The doctor had moved forward significantly since the professional difficulties she had encountered had arisen, and her career was in a much different place from that time. She brought proceedings against Google, which was a data controller under the Privacy Directive 95/46 /EC, to have the listing removed, arguing that the historic references, albeit accurate to some degree were having a detrimental impact on her longer term career. The Dutch court agreed that the listing should be removed from Google.
It had been established (in 2014), in the Court of Justice of the European Union, in the case of Google Spain SL & Google Inc. v Agencia Española de Protección de Datos (AEPD) & Mario Costeja González (C131/12), that EU citizens had privacy rights, and a right to be forgotten in listings promoted in search engines as a result of a user search.
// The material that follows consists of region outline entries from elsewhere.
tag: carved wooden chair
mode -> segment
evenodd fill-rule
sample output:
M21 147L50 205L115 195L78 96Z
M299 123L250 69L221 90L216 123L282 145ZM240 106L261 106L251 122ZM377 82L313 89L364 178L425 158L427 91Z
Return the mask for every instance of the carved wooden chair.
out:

The court held that:
The Dutch court also referred to an earlier Dutch case, X v Google C-131/12, heard by the Supreme Court of the Netherlands, which had opined that:
” even initially lawful processing of accurate data may, in the course of time, become incompatible with the directive where those data are no longer necessary in the light of the purposes for which they were collected or processed. That is so in particular where they appear to be inadequate, irrelevant or no longer relevant, or excessive in relation to those purposes and in the light of the time that has elapsed.“.
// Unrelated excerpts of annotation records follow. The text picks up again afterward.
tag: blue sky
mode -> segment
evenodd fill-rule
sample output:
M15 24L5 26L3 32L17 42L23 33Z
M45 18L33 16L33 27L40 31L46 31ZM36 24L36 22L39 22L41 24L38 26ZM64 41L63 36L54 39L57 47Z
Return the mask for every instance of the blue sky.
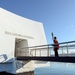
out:
M47 43L51 32L59 42L75 40L75 0L0 0L0 6L43 23Z

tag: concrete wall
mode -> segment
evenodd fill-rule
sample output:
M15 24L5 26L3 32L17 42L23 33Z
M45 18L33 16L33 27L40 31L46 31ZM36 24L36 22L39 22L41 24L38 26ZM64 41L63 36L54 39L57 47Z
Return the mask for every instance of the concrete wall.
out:
M16 49L16 38L27 40L28 44L26 46L47 44L42 23L29 20L0 8L0 63L10 62L13 66L8 66L12 69L11 71L7 70L6 66L4 67L5 70L12 73L15 73L16 69L16 62L13 59ZM3 64L0 65L0 69L1 66Z

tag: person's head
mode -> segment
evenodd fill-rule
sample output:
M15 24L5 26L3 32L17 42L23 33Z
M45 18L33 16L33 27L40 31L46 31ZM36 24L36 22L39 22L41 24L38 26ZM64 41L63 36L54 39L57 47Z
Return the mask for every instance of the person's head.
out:
M57 37L55 36L54 39L57 39Z

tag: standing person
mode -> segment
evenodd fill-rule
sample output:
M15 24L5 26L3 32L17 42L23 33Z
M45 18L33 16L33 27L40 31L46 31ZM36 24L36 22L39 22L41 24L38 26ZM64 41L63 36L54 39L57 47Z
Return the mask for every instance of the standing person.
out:
M59 43L56 37L53 38L53 42L54 44L52 44L52 46L54 46L54 52L55 52L55 57L58 57L58 49L59 49Z

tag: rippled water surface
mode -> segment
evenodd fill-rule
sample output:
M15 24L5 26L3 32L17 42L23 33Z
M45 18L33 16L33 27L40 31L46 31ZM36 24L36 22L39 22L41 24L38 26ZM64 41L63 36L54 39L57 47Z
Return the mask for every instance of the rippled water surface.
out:
M75 64L50 62L48 67L36 68L34 75L75 75Z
the fundamental rights of a natural person as referred to in Articles 7 and 8 of the Charter of Fundamental Rights of the European Union (the right to respect for private life and the right to the protection of personal data) as a rule outweigh, and thus take precedence over, the economic interest of the operator of the search engine and the legitimate interest of Internet users who may be able to access the relevant search results.”
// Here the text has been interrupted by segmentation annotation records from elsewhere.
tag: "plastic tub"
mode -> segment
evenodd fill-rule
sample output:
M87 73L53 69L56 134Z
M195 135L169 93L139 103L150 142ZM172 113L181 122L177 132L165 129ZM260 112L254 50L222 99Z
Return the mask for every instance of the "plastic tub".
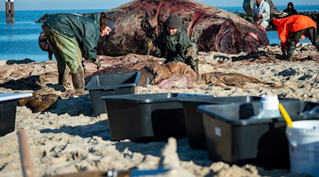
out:
M319 120L293 121L286 134L291 172L319 177Z
M0 136L14 131L18 99L32 96L31 93L0 93Z
M98 75L92 77L85 86L89 90L95 116L106 113L103 96L134 94L140 79L140 72L126 72Z
M203 104L223 104L225 103L251 102L259 101L259 96L225 96L207 98L184 98L180 101L185 115L187 139L189 146L194 149L206 149L203 116L197 112L197 106Z
M280 100L293 120L314 119L318 113L302 114L318 103ZM250 119L259 103L199 105L203 113L209 158L239 165L250 163L266 169L289 167L286 122L276 118Z
M154 93L102 96L112 139L166 141L186 137L180 98L207 96L186 93Z

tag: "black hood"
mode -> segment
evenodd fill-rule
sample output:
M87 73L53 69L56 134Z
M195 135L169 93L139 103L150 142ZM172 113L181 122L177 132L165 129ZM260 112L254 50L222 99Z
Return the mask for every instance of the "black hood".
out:
M293 8L293 4L292 2L289 2L287 4L287 8L289 8L289 6L291 6L291 8Z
….In this light, the possibility exists that the operator of a search engine is obliged to ensure that certain results do not appear in a list of search results, namely if they are factually incorrect or, […] are incomplete or irrelevant or excessive for the purposes of the processing, because they have not been updated, or because they have been kept for longer than is necessary, or if there are compelling and justified reasons relating to the personal situation of the applicant that prevent data concerning him from being the object of processing. This obligation may also exist [even] if the publications are lawful per se
The search engine companies have been somewhat resistant to this change in the law because it threatened to add a further bureaucratic burden to their operations, with associated cost. The law is likely to develop further over time, and the search engines will have to adopt protocols to better enable citizens to challenge listings. Google recently settled a case before it reached the Court of Appeal in England and Wales. The original case, NT1 v Google LLC [2018] EWHC 67 (QB) (Rev 3) (January 2018), did not go in the applicant’s favour. However, Google settled the before it reached an appeal hearing. English law is therefore not yet settled on the subject, but DDS is of the view that the law will develop as it is elsewhere in Europe, as time passes.
Despite the current unsatisfactory clarification by the UK courts, a claim against a search engine company can arguably be brought in the UK, to challenge a listing, in appropriate circumstances. Matters to consider might include the age of the incident referred to, whether there is a public interest in the information remaining online, whether there is a regulatory or criminal aspect to the case, and whether such information should no longer be processed by the search engine company.